Here’s The Story Of Anthony C. Acevedo, The First Mexican-American Recognized As A Holocaust Survivor
When people think of those that survived or died in the Holocaust, Mexican-Americans are not the first that come to mind. In fact, they might not come to mind at all. However, there’s are millions of non-Jewish people that were victims of Hitler’s regime. There are 11 million people, including gay people, priests, gypsies, people with mental or physical disabilities, communists, trade unionists, Jehovah’s Witnesses, anarchists, Poles and other Slavic peoples, and resistance fighters, whodied in World War II. Like Jewish people, the non-Jewish community were seen as “undesirables.” One of those undesirables was Anthony C. Acevedo, a military medic for the United States. He documented life and death at a Nazi concentration camp.
Anthony C. Acevedo, a World War II veteran and survivor of a Nazi camp, died at the age of 93.
While Acevedo died on Feb. 11, his family buried him on March 8 in Riverside, California.
“If I can describe my father with one word, it would be heart,” Acevedo’s daughter, Rebeca Acevedo-Carlin, said at an earlier memorial service, according to CNN.
“What an incredible, genuine man he was,” Fernando Acevedo, his son, said according to CNN. “He would always say have faith, care for others and, more importantly, love one another. I saw my father act with love toward everyone.”
Acevedo joined the U.S. Army as a medic in 1944.
Acevedo’s father was an engineer who worked for the U.S. government despite not having proper documentation. Acevedo’s mother died while he was a baby. In 1937, during the Great Depression, Acevedo’s father — like many Mexicans during that time — was deported to Mexico.
While Acevedo was born in San Bernardino, California, he went to Mexico to be with his dad.
In 2009, Acevedo said in an interview with The Press Enterprise that when he was interrogated by a German officer in 1945, the man knew all the details about his life.
“He pointed at me with his baton,” Acevedo said in 2009. “He knew everything about me. He knew about my family. He talked to me in Spanish and English. He said, ‘You were born in San Bernardino and raised in Pasadena.

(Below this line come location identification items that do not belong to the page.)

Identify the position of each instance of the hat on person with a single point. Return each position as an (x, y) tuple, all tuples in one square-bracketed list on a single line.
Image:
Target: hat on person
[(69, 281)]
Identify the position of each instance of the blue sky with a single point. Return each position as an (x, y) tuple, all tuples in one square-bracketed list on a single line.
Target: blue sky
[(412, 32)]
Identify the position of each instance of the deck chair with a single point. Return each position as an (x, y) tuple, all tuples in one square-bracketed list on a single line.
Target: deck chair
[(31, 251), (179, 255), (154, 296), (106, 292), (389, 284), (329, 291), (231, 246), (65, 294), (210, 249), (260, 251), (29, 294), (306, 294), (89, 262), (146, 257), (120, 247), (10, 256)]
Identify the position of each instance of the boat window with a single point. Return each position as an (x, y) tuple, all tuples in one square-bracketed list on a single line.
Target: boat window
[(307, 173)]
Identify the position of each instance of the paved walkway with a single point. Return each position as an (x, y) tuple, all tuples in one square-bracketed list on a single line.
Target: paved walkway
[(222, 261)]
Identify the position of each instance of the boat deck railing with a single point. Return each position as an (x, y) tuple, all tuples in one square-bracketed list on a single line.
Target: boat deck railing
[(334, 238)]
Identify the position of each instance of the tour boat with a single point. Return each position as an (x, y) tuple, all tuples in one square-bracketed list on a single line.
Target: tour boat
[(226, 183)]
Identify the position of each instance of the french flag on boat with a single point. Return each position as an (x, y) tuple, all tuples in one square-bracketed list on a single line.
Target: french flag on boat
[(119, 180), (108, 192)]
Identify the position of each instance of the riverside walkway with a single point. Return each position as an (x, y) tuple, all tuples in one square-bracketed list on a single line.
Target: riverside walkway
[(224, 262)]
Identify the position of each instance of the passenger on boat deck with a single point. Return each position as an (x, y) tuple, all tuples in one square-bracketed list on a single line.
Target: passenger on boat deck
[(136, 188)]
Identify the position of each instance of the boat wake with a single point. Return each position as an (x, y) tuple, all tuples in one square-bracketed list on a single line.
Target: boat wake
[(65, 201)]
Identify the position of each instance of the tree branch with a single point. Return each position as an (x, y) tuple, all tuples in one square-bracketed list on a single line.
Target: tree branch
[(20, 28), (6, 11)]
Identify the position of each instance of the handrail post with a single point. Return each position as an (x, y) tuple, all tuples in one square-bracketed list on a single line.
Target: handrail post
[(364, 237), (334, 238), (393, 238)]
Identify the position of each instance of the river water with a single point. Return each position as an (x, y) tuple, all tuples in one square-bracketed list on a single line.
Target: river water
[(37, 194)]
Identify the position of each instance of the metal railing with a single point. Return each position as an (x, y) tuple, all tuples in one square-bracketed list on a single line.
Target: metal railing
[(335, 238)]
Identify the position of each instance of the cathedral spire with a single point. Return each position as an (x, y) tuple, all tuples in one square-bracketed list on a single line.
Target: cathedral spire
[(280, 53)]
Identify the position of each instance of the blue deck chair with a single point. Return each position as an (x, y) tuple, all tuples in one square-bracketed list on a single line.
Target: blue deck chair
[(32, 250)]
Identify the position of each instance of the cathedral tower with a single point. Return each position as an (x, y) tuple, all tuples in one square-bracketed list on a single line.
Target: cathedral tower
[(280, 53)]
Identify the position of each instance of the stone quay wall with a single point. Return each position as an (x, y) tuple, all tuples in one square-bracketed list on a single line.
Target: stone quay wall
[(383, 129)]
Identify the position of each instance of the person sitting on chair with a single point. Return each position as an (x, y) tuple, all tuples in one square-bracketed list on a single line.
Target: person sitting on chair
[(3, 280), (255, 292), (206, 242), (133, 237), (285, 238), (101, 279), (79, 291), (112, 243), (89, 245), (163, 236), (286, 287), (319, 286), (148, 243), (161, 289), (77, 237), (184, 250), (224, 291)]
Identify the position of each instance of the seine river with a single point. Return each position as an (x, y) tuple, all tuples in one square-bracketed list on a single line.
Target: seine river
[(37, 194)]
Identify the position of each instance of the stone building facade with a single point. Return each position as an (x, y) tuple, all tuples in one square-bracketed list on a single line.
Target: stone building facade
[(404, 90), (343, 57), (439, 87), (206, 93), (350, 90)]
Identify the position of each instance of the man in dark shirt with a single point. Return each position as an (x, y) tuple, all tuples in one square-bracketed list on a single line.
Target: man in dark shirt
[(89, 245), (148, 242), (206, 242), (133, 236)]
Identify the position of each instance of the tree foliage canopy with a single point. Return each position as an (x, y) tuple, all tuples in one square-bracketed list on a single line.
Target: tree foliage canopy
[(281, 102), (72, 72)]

Your parents were kicked out of the United States. That’s what the Americans do.'”
On Jan. 6, 1945, Acevedo and 350 U.S. soldiers were captured during the Battle of the Bulge and sent to a Nazi prison and labor camp.
“The Germans were getting closer and closer,” Acevedo said, according to U.S. Latino & Latina World War II Oral History Project. “We ran out of ammunition until, finally, we were caught.”
For the next several months, Acevedo had to help his fellow soldiers since he was a medic, but he was also trying to survive. They all faced torture and illness from brutal beatings and barely any food, the Washington Post reports.
“At the time, you would eat anything to try and survive,” Acevedo said, according to U.S. Latino & Latina World War II Oral History Project.
When he arrived at the camp, Acevedo weighed 149 pounds, and after he was released he weighed only 87 pounds.
While at the prison camp, Acevedo risked his own life by keeping a journal and documenting every death he witnessed.
CREDIT: United States Holocaust Memorial Museum Collection, Gift of Anthony Acevedo
Here’s an example of one entry that the Washington Post reprinted.
Two more of our men died today + one last night makes 3 + 16 — makes 19; living in unsanitary conditions; water must be boiled before it is drinkened. No latrines. Deaths are increasing in great number.
When asked by the Holocaust Memorial Museum why he kept a journal and risked his life by doing so, he said: “It was my moral obligation to do so.”
“Prisoners were being murdered and tortured by the Nazis,” Acevedo told CNN in 2008. “Many of our men died, and I tried keeping track of who they were and how they died. I’m glad I did it.”
On April 23, 1945 the war ended and out of the 350 soldiers captured only 120 survived including Acevedo.
Acevedo spent the last two decades of his life volunteering at the veterans hospital where he passed away.
“They saluted my dad all the way up and down the hallway as we were walking. Four floors like that,” his son Fernando told CNN. “Nurses, doctors, patients who were able to stand — everyone was standing at attention saluting my dad. I tell you, that was really heavy.”
In 2010, Acevedo was the first Mexican-American to register as a Holocaust survivor at the U.S. Holocaust Memorial Museum .
CREDIT: Facebook/Travis Cole
Kyra Schuster, U.S. Holocaust Memorial Museum curator told CNN: “He was this man who, despite the odds against him, despite what he was going through and experiencing, it was still important for him to take care of others, to document what was happening, to make sure the world knew what had happened to them. That’s why he spoke out later in life. He was always putting other people ahead of himself. That’s how I see him, and that is so admirable.”